Guerras, armas y confusiones éticas

Análisis Nº197

Álvaro Silva, analista de seguridad y defensa


La cultura de defensa es una de esas cosas que todos nuestros gobiernos, sean del color que sean, dicen querer fomentar. La realidad, sin embargo, es que el infantilismo sigue siendo la nota dominante cuando se trata de hablar de la guerra, algo que hemos podido ver estos días a cuento de los contratos de exportación de armamento con Arabia Saudí.

Una y otra vez los mismos que dicen promover la cultura de defensa nos intentan convencer de que han enviado a nuestros soldados de misión “con todas las garantías de seguridad”; de que no pasa nada por regalar equipamiento militar mientras sea solo de tipo defensivo; de que una cosa es construir corbetas ultramodernas y otra vender peligrosas bombas, salvo que éstas sean tan inteligentes que solo sirvan para matar a gente probadamente perversa. Una y otra vez, en definitiva, tratan de desvincular lo militar del inabordable problema del sufrimiento y la muerte, como si la política de defensa fuera insostenible en presencia de lo uno o lo otro. Y es ahí, precisamente, donde radica la cuestión.

El gran problema de los esfuerzos dulcificadores de nuestros gobernantes no es la inconsistencia que supone afirmar que la venta de una bomba es éticamente reprobable pero la venta al mismo país de cinco corbetas cargadas de bombas no lo es en absoluto.

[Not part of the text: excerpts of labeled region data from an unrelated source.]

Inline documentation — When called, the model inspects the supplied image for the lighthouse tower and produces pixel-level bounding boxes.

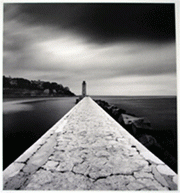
[82,81,86,98]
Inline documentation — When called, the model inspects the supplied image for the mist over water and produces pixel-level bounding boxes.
[92,96,177,163]
[3,97,76,169]
[3,96,177,169]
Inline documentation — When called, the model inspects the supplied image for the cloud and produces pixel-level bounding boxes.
[3,4,176,94]
[5,3,175,43]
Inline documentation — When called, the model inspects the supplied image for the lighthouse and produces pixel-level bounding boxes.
[82,81,86,98]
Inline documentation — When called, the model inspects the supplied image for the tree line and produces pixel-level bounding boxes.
[3,76,75,96]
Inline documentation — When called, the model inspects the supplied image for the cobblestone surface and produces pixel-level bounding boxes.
[3,97,177,190]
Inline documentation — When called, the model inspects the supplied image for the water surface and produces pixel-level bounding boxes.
[3,97,76,169]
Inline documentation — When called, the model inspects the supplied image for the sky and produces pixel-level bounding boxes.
[3,3,176,95]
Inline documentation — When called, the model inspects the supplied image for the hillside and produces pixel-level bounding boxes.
[3,76,75,98]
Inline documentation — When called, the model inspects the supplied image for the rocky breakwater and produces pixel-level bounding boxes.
[3,97,178,190]
[95,100,177,172]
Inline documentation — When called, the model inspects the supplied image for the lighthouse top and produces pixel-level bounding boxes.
[82,81,86,98]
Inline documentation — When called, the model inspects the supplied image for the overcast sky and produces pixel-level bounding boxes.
[3,3,176,95]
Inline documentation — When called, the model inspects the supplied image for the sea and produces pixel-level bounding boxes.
[3,96,177,169]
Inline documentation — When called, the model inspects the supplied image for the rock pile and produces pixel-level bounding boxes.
[94,100,177,172]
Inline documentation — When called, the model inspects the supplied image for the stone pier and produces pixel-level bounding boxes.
[3,97,178,190]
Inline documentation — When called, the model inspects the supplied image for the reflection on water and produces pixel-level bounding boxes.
[3,97,76,169]
[3,102,33,114]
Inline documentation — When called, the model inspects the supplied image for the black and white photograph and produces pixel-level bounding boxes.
[1,0,179,191]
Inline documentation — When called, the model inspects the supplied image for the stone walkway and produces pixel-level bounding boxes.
[3,97,177,190]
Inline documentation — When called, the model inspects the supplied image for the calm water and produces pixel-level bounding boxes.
[3,96,177,168]
[92,96,177,159]
[3,97,76,169]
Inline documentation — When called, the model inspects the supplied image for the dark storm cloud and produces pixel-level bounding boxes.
[5,3,175,42]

Sin lugar a dudas, lo más grave es la ocultación sistemática de la naturaleza de la guerra como presupuesto indispensable de cualquier política de defensa: en lugar de reconocer los riesgos de la acción militar y explicar por qué merece la pena asumirlos, se opta por minimizarlos para excusar una labor pedagógica y justificativa imprescindible.

Esta práctica, impuesta por la conveniencia política en sociedades en las que el sufrimiento y el sacrificio no suelen ser buenos compañeros electorales, ha arraigado tan profundamente que incluso nuestro juicio ético sobre la guerra se ha visto alterado. Episodios como el que hemos vivido estos días revelan una preocupante tendencia a considerar aceptables, únicamente, aquellas guerras que garanticen daños colaterales bajos, pérdidas propias reducidas y destrucción limitada; el ius ad bellum se ha visto subordinado a una simplificación grosera del ius in bello.

Por un lado, este error puede hacernos pensar que, mientras nos limitemos a vender equipamiento defensivo o armas que reducen el porcentaje de fallos al mínimo, ni nuestra política ni nuestros negocios podrán ser criticados éticamente. Por otro lado, y esto es lo más grave, esta confusión nos puede llevar a abdicar de nuestro deber de dar ciertas batallas, por mucho que podamos perder en ellas.

Un gobierno verdaderamente preocupado por promover entre sus ciudadanos la cultura de defensa debe hacer un esfuerzo por aclarar estos puntos antes que ninguna otra cosa. No se trata de trasladar a la opinión pública que nuestras tropas apenas pueden sufrir o causar daño, sino de mostrar que cuando lo hacen es por una causa justificada. Y no se trata de vender armas que no maten o que solo sean defensivas, sino de explicar que si vendemos armas a otro país es porque pensamos que les va a dar un uso tan legítimo como el que le daríamos nosotros. ¿Nos parece legítima la política militar de Arabia Saudi? ¿Sí o no? Si la respuesta es afirmativa, no hace falta decir sandeces como que las bombas guiadas por láser no causan daños colaterales; vale con declarar que las vendemos porque Arabia Saudí las necesita para conseguir un objetivo que consideramos ética y políticamente defendible. Si la respuesta es negativa, toda explicación sobra, pues lo único que garantiza una bomba guiada por láser es una alta probabilidad de alcanzar el blanco elegido y no la correcta elección del blanco ni la ausencia de personas inocentes en los alrededores.

Por decirlo en pocas palabras, una buena política de defensa empieza por explicar qué es la guerra, su verdadera naturaleza y las razones que pueden justificarla; por aceptar que no hay guerras sin riesgos y por hacer comprender a la ciudadanía que no hay armas buenas ni malas, sino usuarios de confianza y gente a la que no se le puede vender ni siquiera un destornillador.